September 14, 2003|Tom Petruno | Times Staff Writer

The New York Stock Exchange and the mutual fund industry seem to be in a competition this month: Which one can trigger more serious outrage from the investing public?

The exchange has stunned even some of its own members with revelations about the size of Chairman Richard Grasso's compensation package.

The fund industry, meanwhile, may have answered the question some exasperated investors were asking last year in the aftermath of the scandals involving brokerage analysts, Enron Corp., WorldCom Inc. and other onetime market stars: "What other ways could they possibly devise to rip us off?"

We found out on Sept. 3, when New York Atty. Gen. Eliot Spitzer filed a court complaint detailing one private investor's illegal or improper trading in mutual fund shares that was allegedly facilitated by the fund companies themselves.

A year ago, one line of discussion on Wall Street was that "scandal fatigue" had set in: Investors were so wearied by the wave of corporate and brokerage frauds that the outrage pool had been nearly drained.

Coincidence or not, major stock indexes reached their bear-market bottoms last Oct. 9.

This time around, the stock market overall doesn't appear to be terribly distraught over the NYSE's leadership crisis or the fund scandal. Key indexes fell modestly last week, but they're still up month to date and are hanging on to their hefty gains achieved since mid-March.

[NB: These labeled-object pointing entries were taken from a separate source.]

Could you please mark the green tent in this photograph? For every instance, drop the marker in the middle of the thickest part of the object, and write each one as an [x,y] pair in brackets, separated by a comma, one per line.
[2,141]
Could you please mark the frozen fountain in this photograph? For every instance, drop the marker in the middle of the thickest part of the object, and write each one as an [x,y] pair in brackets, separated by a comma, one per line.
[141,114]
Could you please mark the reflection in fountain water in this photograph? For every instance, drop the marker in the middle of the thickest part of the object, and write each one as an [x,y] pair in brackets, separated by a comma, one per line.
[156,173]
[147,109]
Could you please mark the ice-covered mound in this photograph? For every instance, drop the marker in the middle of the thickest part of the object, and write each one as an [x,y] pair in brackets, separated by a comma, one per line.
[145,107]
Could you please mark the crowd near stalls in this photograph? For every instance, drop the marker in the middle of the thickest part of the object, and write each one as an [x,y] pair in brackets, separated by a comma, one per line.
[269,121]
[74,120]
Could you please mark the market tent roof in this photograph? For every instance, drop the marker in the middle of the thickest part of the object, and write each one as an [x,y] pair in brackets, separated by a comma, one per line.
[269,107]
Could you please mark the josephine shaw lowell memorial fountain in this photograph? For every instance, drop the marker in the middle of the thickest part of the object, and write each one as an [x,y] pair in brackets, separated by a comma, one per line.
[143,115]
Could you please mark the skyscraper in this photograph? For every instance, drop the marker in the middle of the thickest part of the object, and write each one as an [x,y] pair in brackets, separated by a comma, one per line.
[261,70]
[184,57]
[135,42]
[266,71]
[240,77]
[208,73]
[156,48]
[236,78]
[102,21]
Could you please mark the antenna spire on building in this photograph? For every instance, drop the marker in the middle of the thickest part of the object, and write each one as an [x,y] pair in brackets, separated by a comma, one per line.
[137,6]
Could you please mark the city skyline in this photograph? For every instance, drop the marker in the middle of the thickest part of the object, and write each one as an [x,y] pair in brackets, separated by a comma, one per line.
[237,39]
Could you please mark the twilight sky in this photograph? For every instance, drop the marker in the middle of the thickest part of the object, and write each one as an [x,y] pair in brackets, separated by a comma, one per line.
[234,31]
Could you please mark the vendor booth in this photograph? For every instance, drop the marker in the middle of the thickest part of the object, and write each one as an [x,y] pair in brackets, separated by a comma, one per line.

If investors stop to think about these latest Wall Street fiascoes, however, they may find themselves even more disgusted than they were by the despicable conduct of corporate executives in last year's bumper crop of frauds.

For one, in the cases of both the NYSE pay flap and the mutual fund trading abuses, it would seem that the parties involved learned absolutely nothing from the other debacles that have stained the images of corporate America and the financial services industry in recent years.

Public anger over huge executive compensation packages has been bubbling over since 2000, as investors have lost trillions in stock market value while many executives have continued to receive giant pay awards.

One might think that the NYSE, as a principal regulator of the nation's biggest companies, would want to lead by example on matters of corporate governance. In that context, investors may wonder if the NYSE board stopped to consider how it might look to the outside world if Chairman Grasso's pay package were to become public, as it finally has (only after extreme pressure put on the exchange by the media and the Securities and Exchange Commission).

Grasso's total compensation rocketed from $11.3 million in 1999 to $25.5 million in 2001, even as stock prices -- and the fortunes of many NYSE member brokerages -- plummeted.

What's more, the 57-year-old exchange chief was guaranteed to receive $48 million more between now and 2007. Last week, amid a growing firestorm over his pay, he announced that he would forgo that extra sum.

It's interesting to note that the NYSE, which is owned by its member brokerages, has in recent years entertained the notion of selling stock to the public to raise capital. Given that Grasso's pay would look enormous compared with most public companies, marketing an initial public stock offering might have proved challenging, to say the least.

Exactly how much Grasso should be paid is a subjective issue, of course. "He does a fantastic job," said Jonathan Macey, a securities law expert at Cornell University. "How much does he deserve? I don't know, but it's a lot."

Grasso broke no laws in taking what the board gave him. But the NYSE ought to know something about the importance of public perceptions and the dangers inherent in damaging investor confidence.

In fact, the exchange's own Statement on Ethics reads in part as follows: "All policies and practices of the NYSE and all NYSE-related conduct and activities of Exchange employees must be in absolute accord with protecting and preserving the integrity of the exchange."

To the media, if not to the public at large, the NYSE has long had a reputation for arrogance. That theme surfaced again last week, when reporters asked to see documents detailing Grasso's pay agreements.

NYSE officials allowed reporters to come to the exchange to view the 1,200 pages of documents but would not permit them to make copies and would not post the documents on the Web.

As for Grasso's future, he has adamantly insisted that he wouldn't resign his post.

The possibility of keeping employment wasn't open for a number of Bank of America Corp. executives last week.

They were dismissed by the bank after being named by New York's Spitzer in the court complaint exposing trades made by hedge fund Canary Capital Partners in some BofA mutual funds, under the Nations Funds brand name, from 1999 to July of this year.